Joe Kelly, 34, one of Marshall's closest "cowboy" comrades from Cornell and Seattle Liberation Front days, is almost bitter about Marshall's deradicalization. "He talks like a politician," says Kelly. As for everything that he and Marshall agitated for a decade ago, Kelly is unrepentant. "Basically, I think we were on the right side of history," he says of his and Marshall's support for Hanoi during the Viet Nam War. Such long radical memories are appropriate for Seattle. America's first general strike took place there in 1919, and during Marshall's own revolutionary prominence, the Wall Street Journal described it as "the bombing capital of the U.S." because of the ratio of bomb explosions per inhabitant.
By contrast, the University of Washington campus itself barely flickers at the memory of thousands shouting "Peace now!" At the largest demonstration in recent memory, protesting Iran's seizure of the U.S. embassy last fall, Old Glory was waved instead of burned. Even the Maoist activists have vanished, though they have been replaced by a group of socialist puritans who are convinced that true socialism's last earthly habitat is the People's Socialist Republic of Albania.

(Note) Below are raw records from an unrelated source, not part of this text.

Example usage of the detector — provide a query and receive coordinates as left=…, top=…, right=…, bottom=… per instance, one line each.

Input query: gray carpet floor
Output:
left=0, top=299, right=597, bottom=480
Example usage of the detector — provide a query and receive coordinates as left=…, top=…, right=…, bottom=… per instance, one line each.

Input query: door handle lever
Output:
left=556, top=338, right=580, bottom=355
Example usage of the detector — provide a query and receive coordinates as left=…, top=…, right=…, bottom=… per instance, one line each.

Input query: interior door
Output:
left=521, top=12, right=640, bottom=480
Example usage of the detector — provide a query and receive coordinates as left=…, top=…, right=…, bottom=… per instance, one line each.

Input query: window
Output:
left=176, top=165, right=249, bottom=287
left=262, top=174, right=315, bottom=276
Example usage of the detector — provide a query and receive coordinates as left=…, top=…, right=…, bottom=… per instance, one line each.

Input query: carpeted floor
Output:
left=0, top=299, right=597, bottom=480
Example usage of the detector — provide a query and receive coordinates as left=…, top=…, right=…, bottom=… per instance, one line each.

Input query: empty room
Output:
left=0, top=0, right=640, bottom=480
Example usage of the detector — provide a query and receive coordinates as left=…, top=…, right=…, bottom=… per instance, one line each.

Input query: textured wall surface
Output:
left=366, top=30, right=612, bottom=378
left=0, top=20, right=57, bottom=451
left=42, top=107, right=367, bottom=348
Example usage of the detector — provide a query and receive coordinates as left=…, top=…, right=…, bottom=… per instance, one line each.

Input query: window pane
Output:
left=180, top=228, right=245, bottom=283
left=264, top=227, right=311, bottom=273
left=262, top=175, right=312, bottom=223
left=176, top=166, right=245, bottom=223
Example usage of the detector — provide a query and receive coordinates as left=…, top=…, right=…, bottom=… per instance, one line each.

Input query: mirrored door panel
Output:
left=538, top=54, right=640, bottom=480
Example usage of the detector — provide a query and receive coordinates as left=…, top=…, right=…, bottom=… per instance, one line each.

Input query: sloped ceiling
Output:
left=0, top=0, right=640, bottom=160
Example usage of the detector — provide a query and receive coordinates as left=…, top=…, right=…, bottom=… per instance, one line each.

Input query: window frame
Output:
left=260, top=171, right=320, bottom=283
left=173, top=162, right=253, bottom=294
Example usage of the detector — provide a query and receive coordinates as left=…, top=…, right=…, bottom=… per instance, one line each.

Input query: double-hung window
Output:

But few pay attention. In a classroom in Smith Hall, one of the buildings invaded ten years ago by the Seattle Liberation Front, young students are discussing that distant era with a teaching assistant. Says Bruce Parks, just eight in 1970: "I thought activism was something that just happened. You went to college and you joined the movement." Adds Dan Lovitt, also 18: "I feel kind of jealous I wasn't there. The campus activities had the air of a carnival."
Suddenly looking vulnerable, back in the Red Robin, Chip Marshall pauses after a question about the thousands of drowned Vietnamese boat people. He says slowly, "Sometimes I feel really terrible. Maybe we were completely wrong on Viet Nam."